What was it like to be a kid back when you grew up? I wonder how my experience compares to yours?
I went to a public primary school in South Germany. Yet the community was catholic and we said our prayer in the morning before we started, we had religion as a subject and before learning much about other religions we learned about the catholic practices and often the Reverend who taught us, took us to church and explained the pictures, sculptures and relicts to us.
After my holy communion, my Dad was diagnosed with cancer. It was a very difficult time for my family and everyone was flat out caring for my Dad. I was 9 years old, too young to be of much help. My family is not, and has never been hugely religious. However, in a time of great distress, this part of my school education had provided me with a tool, that I could use to sooth myself. I prayed. I went to church on Sundays (usually on my own). When everyone else was too busy, I talked to God, or Jesus. It comforted me. It gave me a point of focus and I felt that in some way, I supported my family with it.
Fast-forward to now. I currently reside in Western Australia. There are public schools. There are private schools, many of them religious in nature.
Often the non-religious private schools follow the philosophy of a particular education system, such as Steiner or Montessori, which all to an extend, are built on spiritual principles.
The religious schools still teach and practice religious practices in various degrees.
Generally the public schools have no spiritual or religious practices incorporated into their daily routine nowadays.
Now let’s be honest.
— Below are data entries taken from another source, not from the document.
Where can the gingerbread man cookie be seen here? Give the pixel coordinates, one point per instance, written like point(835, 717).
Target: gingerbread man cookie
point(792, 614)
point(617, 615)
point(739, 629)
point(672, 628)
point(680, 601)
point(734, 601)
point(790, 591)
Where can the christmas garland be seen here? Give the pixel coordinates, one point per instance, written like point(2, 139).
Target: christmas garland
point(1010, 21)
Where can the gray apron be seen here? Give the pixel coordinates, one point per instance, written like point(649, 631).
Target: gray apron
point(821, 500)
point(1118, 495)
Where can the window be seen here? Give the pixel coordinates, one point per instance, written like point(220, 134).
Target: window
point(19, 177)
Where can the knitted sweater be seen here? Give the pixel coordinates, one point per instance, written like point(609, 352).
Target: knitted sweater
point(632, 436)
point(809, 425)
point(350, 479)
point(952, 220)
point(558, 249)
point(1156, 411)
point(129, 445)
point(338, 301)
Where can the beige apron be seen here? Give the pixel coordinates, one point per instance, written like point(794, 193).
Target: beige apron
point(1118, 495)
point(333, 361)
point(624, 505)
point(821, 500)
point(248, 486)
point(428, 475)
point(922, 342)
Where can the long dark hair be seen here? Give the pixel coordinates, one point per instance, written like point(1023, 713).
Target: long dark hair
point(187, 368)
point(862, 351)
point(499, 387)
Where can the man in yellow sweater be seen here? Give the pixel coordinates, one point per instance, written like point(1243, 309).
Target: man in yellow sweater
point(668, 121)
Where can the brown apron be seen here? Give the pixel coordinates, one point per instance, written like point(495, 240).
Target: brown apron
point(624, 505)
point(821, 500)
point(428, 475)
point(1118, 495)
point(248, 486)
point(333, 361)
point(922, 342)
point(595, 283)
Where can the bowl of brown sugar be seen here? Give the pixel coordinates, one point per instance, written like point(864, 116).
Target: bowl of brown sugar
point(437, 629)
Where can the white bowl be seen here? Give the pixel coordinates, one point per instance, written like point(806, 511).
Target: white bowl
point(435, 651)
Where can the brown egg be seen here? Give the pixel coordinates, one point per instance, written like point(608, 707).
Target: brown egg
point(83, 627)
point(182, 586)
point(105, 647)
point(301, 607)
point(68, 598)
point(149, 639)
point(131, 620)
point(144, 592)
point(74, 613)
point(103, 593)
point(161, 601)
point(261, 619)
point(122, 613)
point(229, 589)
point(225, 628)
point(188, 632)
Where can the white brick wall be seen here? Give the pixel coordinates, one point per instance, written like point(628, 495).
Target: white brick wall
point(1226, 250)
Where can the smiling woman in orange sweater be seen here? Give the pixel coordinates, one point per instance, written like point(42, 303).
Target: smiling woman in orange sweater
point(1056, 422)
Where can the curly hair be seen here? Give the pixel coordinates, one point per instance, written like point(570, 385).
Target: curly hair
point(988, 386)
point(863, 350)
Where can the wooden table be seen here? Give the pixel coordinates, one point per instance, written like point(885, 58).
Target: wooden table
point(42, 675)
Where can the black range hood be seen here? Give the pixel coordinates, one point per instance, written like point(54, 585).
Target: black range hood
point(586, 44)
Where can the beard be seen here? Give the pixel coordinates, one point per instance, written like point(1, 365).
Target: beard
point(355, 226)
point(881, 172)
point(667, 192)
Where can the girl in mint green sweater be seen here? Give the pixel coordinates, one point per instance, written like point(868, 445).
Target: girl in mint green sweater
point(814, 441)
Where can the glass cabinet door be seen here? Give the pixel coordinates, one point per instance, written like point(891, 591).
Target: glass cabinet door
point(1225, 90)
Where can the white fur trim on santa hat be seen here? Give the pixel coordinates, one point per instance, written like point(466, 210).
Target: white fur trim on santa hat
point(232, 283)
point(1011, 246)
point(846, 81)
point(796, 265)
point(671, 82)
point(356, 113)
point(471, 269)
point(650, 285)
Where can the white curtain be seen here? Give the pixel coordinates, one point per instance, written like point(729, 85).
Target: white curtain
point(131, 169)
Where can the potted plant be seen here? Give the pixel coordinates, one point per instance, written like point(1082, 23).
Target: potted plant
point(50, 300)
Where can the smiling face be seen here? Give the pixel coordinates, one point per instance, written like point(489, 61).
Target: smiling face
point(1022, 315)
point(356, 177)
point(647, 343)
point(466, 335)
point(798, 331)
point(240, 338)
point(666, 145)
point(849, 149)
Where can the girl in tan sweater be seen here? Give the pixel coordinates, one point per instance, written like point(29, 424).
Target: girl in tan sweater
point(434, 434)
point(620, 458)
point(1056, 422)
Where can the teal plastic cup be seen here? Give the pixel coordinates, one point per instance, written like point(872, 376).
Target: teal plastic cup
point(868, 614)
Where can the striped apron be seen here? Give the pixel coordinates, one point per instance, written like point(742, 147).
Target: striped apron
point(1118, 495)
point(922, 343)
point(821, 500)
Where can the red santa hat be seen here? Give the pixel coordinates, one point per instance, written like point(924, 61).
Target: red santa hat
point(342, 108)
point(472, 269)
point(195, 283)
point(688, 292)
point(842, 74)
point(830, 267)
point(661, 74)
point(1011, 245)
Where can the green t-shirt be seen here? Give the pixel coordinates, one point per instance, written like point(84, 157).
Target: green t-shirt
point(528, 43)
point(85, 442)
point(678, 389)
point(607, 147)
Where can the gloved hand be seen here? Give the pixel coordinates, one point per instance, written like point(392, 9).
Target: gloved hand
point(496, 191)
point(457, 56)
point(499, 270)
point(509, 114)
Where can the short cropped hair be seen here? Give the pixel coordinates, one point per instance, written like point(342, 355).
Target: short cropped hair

Life can have it’s challenges. Loved one’s die. People loose jobs, or are overworked. If I asked you right now, what challenges you are faced with in your life, you would have a thing or two to say, wouldn’t you?
How are our children coping with modern life now, compared to a few decades ago?
Our children spend more time in before-and after school care facilities then ever before.
They get more homework and more pressure to perform at school- from an young age- then ever before.
Parents are more stressed and time-poor then ever before.
Unfortunately, so are many children, also!
With this increase in stress amongst the general population, one would assume that there would be a greater number of offers to counteract those stresses. This is true when it comes to offers for adults. There are a great number of yoga classes, mindfulness-, meditation- or spiritual groups, retreats, books, audios, etc, etc.
What about our children? The market is slowly catching up with more offers. If you are lucky, your town or city may offer a children’s yoga class, or martial arts…. The better earning one’s of us parents may be able to offer this and some of the still relatively rare spiritual media to our children to support them. But what about the low-income earners, unemployed, separated- or single parents?
What happened to the schools taking charge of providing our children with tools for life? Where is the support from the public system to create greater well-being, to give our children something to turn to when the going get’s tough?
Many parents who have their children in public schools have no interest in religious education, at that’s fair enough. However, it seems that where in the olden days religion fulfilled the function of giving us – and our children- something to turn to in times of distress, there now is a gap in the education system.
Tragically now, children need tools to help them cope with the stresses of life, more then ever before.
So, as someone who has found immense comfort in a wide variety of spiritual and mindfulness- practices throughout my entire life, I propose we introduce those tools into the public education system.
When I was a child, my family hasn’t been practicing the tools I learned at school. Yet, what I learned at school, was what helped me through one of the toughest periods of my life. And it makes me think of many, many children, whose families have no knowledge of practices and tools that can ease the stresses of life. And some others are potentially interested but at a loss as in how to provide their children with those tools.
All kids deserve to learn tools that help them return to their natural state of inner peace, to find balance and well-being within and to feel less anxious about what they can’t change. It shouldn’t be a novelty, only reserved for the elite! Spiritual education is something that’s gonna stay with children for life and equip them with the soothing knowledge that they can take charge of their own well-being.
I feel passionate to support schools and groups of children to incorporate mindfulness practices into their daily lives. I offer mindfulness packages as incursions at schools, at affordable rates. If you would like me to facilitate my program at your school, please contact me via Email (email@example.com) and I can send you an outline of the services I offer.
Let us make a difference together and infuse some Zen into the school system!
There’s a Japanese word, that is often used in their culture. It’s “kaizen”…
a Japanese business philosophy of continuous improvement of working practices, personal efficiency, etc.
The Japanese have proven to be market leaders in many areas of business. Why not apply the same principle to our school system and also to our own personal development?
Instead of financial profit, we would gain the advantage of a happier, healthier society.
And if you ever feel that you’re falling short of kaizen, I can lend you my son. His name is Kai! – And he may or may not come with the Zen! LoL
PS: Mindfulness, and the practices to promote mindfulness, which I offer are not contrary to any religion or believe. They simply promote self-awareness and expression in order to promote a overall feeling of peace and well-being.